I'll have to get a hold of his recipe and post it sometime.
Dear Thom - I love lamb and in fact it is on my Costco shopping list for tomorrow.
However, the only way I've ever made it is with rosemary & garlic - the Aussie way!
Yours looks lovely & I'm so pleased to see it medium-rare, the ONLY way lamb should be eaten in my opinion :-)

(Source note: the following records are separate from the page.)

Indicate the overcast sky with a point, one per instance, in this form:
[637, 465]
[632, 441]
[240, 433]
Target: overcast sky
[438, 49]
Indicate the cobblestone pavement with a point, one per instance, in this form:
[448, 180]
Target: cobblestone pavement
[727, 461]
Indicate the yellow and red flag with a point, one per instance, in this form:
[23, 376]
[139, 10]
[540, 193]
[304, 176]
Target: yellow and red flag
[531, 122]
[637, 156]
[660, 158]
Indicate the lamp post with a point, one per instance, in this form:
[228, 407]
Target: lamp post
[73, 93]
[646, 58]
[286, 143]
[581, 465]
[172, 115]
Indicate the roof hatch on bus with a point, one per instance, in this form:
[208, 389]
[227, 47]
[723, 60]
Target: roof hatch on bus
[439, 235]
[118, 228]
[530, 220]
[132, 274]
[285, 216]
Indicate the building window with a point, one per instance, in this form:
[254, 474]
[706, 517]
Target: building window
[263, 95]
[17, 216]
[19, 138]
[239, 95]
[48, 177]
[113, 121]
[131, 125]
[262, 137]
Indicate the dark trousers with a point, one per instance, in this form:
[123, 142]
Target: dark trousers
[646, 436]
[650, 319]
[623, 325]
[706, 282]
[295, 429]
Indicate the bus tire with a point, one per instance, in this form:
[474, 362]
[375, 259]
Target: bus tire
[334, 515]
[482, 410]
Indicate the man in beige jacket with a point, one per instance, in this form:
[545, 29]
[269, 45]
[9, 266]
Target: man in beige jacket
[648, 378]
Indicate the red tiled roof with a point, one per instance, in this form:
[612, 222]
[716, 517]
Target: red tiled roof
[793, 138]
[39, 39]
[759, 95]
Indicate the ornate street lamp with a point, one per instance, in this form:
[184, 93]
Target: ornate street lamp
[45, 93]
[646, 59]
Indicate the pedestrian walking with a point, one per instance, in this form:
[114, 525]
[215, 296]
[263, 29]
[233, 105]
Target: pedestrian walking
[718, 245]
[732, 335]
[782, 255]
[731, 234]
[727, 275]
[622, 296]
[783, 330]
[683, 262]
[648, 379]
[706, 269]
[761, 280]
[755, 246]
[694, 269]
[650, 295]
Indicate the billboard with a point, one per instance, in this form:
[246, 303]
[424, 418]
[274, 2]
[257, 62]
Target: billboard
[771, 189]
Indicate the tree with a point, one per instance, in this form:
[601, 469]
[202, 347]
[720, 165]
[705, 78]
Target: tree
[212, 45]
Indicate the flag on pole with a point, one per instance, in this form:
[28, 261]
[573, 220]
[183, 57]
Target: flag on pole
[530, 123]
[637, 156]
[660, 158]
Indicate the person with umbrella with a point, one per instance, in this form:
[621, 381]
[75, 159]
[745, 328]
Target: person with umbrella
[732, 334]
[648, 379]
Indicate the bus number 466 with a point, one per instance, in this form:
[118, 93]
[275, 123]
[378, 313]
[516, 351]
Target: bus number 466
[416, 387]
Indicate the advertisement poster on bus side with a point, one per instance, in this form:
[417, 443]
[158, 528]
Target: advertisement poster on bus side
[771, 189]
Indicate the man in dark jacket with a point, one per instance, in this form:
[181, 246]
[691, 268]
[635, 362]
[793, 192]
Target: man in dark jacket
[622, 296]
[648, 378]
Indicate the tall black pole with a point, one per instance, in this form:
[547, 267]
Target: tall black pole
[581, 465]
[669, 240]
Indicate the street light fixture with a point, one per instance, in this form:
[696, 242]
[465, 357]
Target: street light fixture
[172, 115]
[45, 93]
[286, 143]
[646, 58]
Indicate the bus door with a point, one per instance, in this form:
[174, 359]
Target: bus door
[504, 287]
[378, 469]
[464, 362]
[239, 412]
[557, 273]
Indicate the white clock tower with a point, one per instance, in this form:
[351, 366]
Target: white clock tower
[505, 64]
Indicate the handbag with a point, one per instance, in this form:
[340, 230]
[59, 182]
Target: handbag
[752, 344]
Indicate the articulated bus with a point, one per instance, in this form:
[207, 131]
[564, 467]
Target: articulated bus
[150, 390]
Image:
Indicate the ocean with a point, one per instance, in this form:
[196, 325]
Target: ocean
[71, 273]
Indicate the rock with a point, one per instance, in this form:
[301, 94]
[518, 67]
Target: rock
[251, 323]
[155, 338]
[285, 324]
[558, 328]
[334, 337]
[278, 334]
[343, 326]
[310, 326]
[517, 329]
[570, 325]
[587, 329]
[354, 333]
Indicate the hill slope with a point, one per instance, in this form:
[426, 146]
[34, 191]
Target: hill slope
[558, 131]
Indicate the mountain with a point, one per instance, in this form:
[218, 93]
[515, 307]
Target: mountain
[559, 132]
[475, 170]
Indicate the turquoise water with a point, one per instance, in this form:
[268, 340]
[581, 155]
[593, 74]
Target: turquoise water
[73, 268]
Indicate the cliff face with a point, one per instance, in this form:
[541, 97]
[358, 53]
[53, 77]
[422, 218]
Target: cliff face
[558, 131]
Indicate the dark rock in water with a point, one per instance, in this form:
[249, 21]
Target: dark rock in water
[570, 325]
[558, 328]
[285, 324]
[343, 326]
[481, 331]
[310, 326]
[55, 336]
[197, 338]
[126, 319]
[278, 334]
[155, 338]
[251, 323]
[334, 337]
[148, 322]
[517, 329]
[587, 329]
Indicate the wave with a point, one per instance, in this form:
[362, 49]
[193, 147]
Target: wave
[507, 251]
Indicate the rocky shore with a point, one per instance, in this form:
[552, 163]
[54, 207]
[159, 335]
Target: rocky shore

I'm sold on your recipe. So pleased we met on foodbuzz.
Sincerely,
Devaki @ weavethousandflavors
We absolutely love lamb and have decided that we're going to have it from time to time no matter how much it costs. Your picture has me drooling for this month's lamb dish ;-)
Hi Tom,
This lamb is fantastich.
Beautiful pink inside and just on the point
Your blog is great class.
I follow you from now on.
Greeting Jacob
Hi Thom! Love your site. I wish I could barbecue but where I live, I have to make do with the oven. Lamb is a lovely meat but yes, expensive! Your grilled lamb looks perfect and has me wishing I had a garden and a bbq pit :D
If I had a backyard and a grill, I'd make this right now! Sadly, I think there's some kind of ordinance against doing this on my fire escape :)
great suggestions for preparing lamb - I found this to be very helpful. can't wait to try this next time I make lamb!
We love lamb, but we never do it on the grill! Thanks for the inspiration!